Milou Meeuse and Yannick Hauser, two Ph.D. students in the Grosshans group, investigated this phenomenon in more detail to gain insight into the architecture and function of the "C. elegans oscillator". Their study, supported by and ERC Advanced Grant, has recently been published in Molecular Systems Biology.
They performed extensive experiments to monitor gene expression over the entire period of C. elegans post-embryonic development and into adulthood. This allowed them to identify over 3,700 rhythmically expressed genes—about a quarter of all expressed genes. They identified four cycles of gene expression for the oscillating genes, reflecting progression through the four larval stages. Indeed, they found that oscillations occur in close synchrony with the molting cycle, i.e. the process of new cuticle synthesis and old cuticle shedding that occurs at the end of each larval stage. The researchers further observed that oscillations initiate in embryos, arrest transiently after hatching and in response to perturbation (for example, when the larva does not get food anymore) and cease in adults. See image at the bottom.

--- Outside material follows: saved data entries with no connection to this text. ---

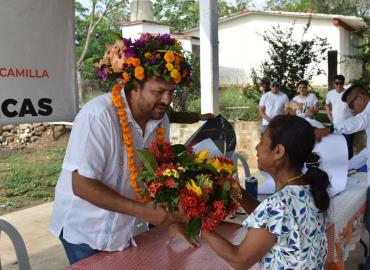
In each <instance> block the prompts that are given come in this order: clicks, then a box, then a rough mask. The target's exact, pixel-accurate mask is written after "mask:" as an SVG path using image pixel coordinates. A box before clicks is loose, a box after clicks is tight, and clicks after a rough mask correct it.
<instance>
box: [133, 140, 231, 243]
mask: <svg viewBox="0 0 370 270" xmlns="http://www.w3.org/2000/svg"><path fill="white" fill-rule="evenodd" d="M139 158H140V160H141V161H142V162H143V170H142V171H141V172H140V174H139V177H138V184H139V186H140V187H141V195H142V196H147V197H148V198H149V199H150V200H152V201H154V202H155V203H166V204H167V206H168V208H169V209H170V210H173V211H176V210H181V211H182V212H183V213H184V214H185V215H186V217H187V219H188V220H189V222H188V224H187V238H188V239H189V240H192V239H194V238H195V237H196V236H198V235H199V232H200V231H211V230H213V229H214V228H215V226H216V224H217V223H219V222H220V221H222V220H223V219H224V218H225V217H226V216H228V215H229V214H231V213H233V212H235V211H236V209H237V207H238V206H237V204H236V203H235V202H234V201H233V200H232V198H231V190H232V189H231V187H232V186H233V185H236V184H237V181H236V180H235V179H234V178H233V173H234V171H235V168H234V166H233V164H232V161H231V160H230V159H228V158H225V157H222V156H216V157H213V158H209V157H208V151H206V150H204V151H201V152H199V153H197V154H196V153H194V151H193V150H192V148H190V147H186V146H185V145H182V144H176V145H171V144H169V143H168V142H165V141H163V140H156V141H154V142H153V143H152V144H151V146H150V147H149V149H147V150H140V151H139Z"/></svg>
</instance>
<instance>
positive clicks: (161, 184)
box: [148, 182, 163, 198]
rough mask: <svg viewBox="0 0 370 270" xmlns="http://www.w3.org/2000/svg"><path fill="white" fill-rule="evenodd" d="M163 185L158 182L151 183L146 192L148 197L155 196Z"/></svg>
mask: <svg viewBox="0 0 370 270" xmlns="http://www.w3.org/2000/svg"><path fill="white" fill-rule="evenodd" d="M162 186H163V184H162V183H159V182H153V183H151V184H150V186H149V188H148V190H149V193H150V197H153V198H154V197H155V195H156V194H157V191H158V189H159V188H160V187H162Z"/></svg>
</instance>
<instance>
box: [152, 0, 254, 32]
mask: <svg viewBox="0 0 370 270" xmlns="http://www.w3.org/2000/svg"><path fill="white" fill-rule="evenodd" d="M249 4H250V0H236V1H234V4H231V3H230V1H225V0H218V1H217V8H218V16H219V17H222V16H226V15H229V14H232V13H235V12H237V11H240V10H243V9H246V8H247V7H248V6H249ZM153 7H154V17H155V18H156V19H157V20H158V21H159V22H161V23H164V24H167V25H170V26H173V27H174V28H173V31H174V32H181V31H184V30H185V29H187V28H191V27H195V26H198V24H199V0H156V1H154V3H153Z"/></svg>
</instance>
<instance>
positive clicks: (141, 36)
mask: <svg viewBox="0 0 370 270" xmlns="http://www.w3.org/2000/svg"><path fill="white" fill-rule="evenodd" d="M152 37H153V36H152V35H151V34H149V33H144V34H142V35H141V37H140V39H139V40H140V41H143V42H144V43H145V42H148V41H150V39H151V38H152Z"/></svg>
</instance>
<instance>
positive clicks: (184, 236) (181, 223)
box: [167, 223, 200, 247]
mask: <svg viewBox="0 0 370 270" xmlns="http://www.w3.org/2000/svg"><path fill="white" fill-rule="evenodd" d="M176 236H178V237H179V238H180V239H182V240H184V241H185V242H187V243H188V244H189V245H190V247H199V246H200V243H199V241H198V240H197V239H194V240H192V241H189V240H188V239H187V238H186V226H185V224H183V223H173V224H171V225H170V226H169V227H168V241H167V244H171V241H172V239H173V238H175V237H176Z"/></svg>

"With our experiments, we clearly demonstrated the coupling of the oscillator with molting," says Milou Meuse, one of the first authors of the study. "We also showed that the oscillator can be halted, but only at specific times. These are the times when the worm "checks" whether the conditions are suitable to continue development for another full oscillation, or whether it had better arrest and wait, for example until food is available again. In other words, the oscillator has a developmental checkpoint function."
Co-first author Yannick Hauser adds: "It was really amazing to realize that we can explain how this checkpoint function arises from a specific oscillator architecture by drawing from nonlinear dynamics theory. This will now allow us to develop mathematical models to represent and further study the oscillator."
It is clear from this that the C. elegans oscillator is a developmental clock that helps the worm to take the right decisions regarding the timing of its development.